O Ministro de Portos e Aeroportos, Silvio Costa Filho, afirmou nesta quinta-feira (26) que os estudos para a concessão de hidrovias na Amazônia seguem em andamento, mesmo após o governo federal ter revogado um decreto que previa a análise do tema. A decisão de suspender o decreto foi tomada para evitar riscos de vida decorrentes de protestos de povos indígenas.
Estudos permanecem em curso
“O governo tomou a decisão para que fosse suspenso aquele decreto, mas isso não vai impedir o trabalho da Secretaria de Hidrovias. Os estudos todos eles permanecem”, declarou o ministro. O decreto suspenso envolvia estudos para a concessão à iniciativa privada das hidrovias dos rios Tapajós, Madeira e Tocantins.
Diálogo e desenvolvimento
Silvio Costa Filho ressaltou a importância de respeitar a decisão governamental e defendeu que manifestações não devem impedir o desenvolvimento do país. “Nós estamos com cinco estudos, dos quais dois no BNDES e três na Infra S.A. Os estudos estão acontecendo e nós vamos fazer as consultas públicas. E agora através da secretaria, vamos ampliar o diálogo com a população, com os movimentos sociais, com o setor produtivo, para que a gente possa continuar avançando nessa agenda hidroviária do Brasil”, explicou.

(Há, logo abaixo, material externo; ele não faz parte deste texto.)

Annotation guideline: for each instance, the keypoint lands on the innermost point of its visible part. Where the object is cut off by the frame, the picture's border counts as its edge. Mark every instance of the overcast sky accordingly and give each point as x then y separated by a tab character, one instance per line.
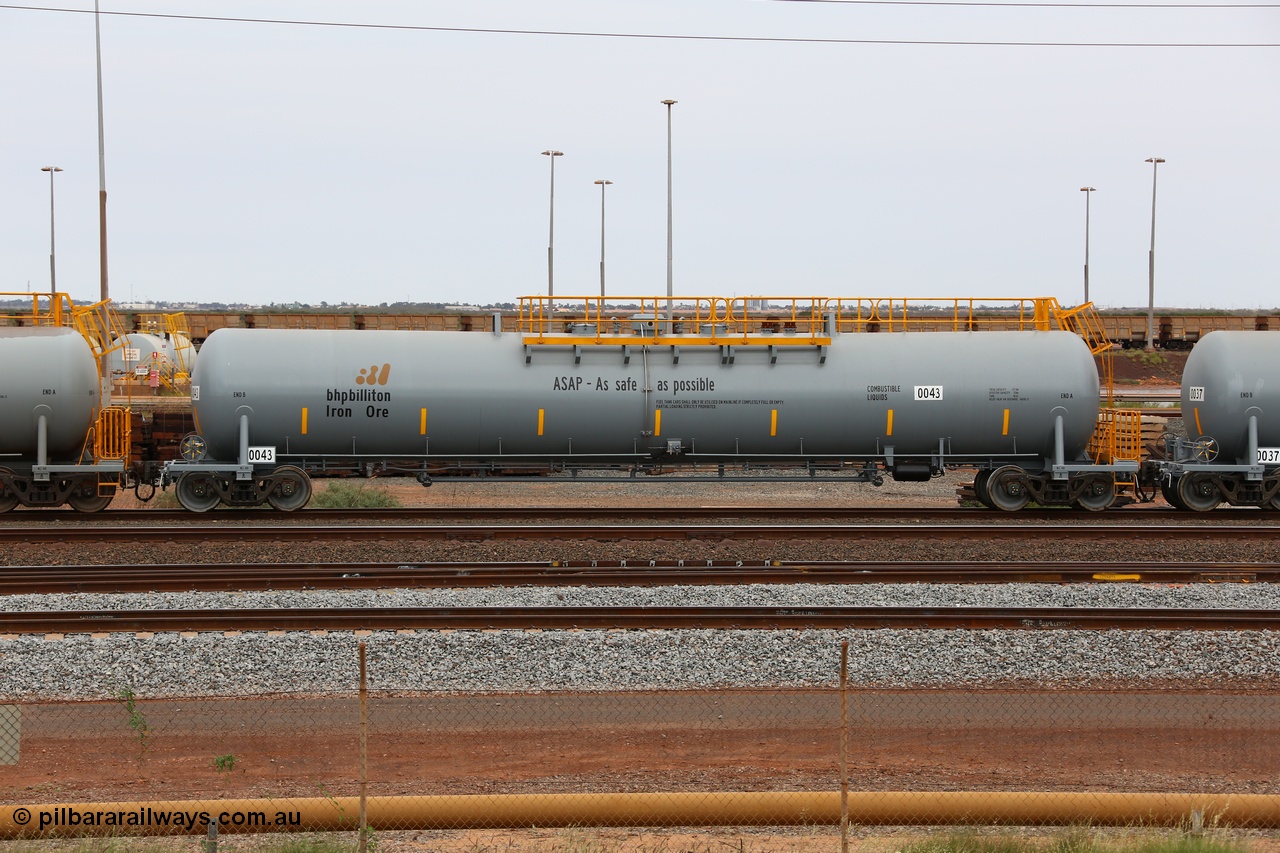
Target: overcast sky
284	162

Próximos passos e leilões portuários
O ministro garantiu que qualquer ação futura será precedida de diálogo com a sociedade. “O governo tem, na minha opinião, que tomar outras medidas, mas sempre preservando o diálogo. Mas nós não podemos permitir que manifestações como essa atrapalhem o desenvolvimento do Brasil”. Em outra frente, o ministro mencionou que o governo pretende realizar ainda este ano os leilões do terminal de contêineres do Porto de Santos (Tecon 10) e do Porto de São Sebastião.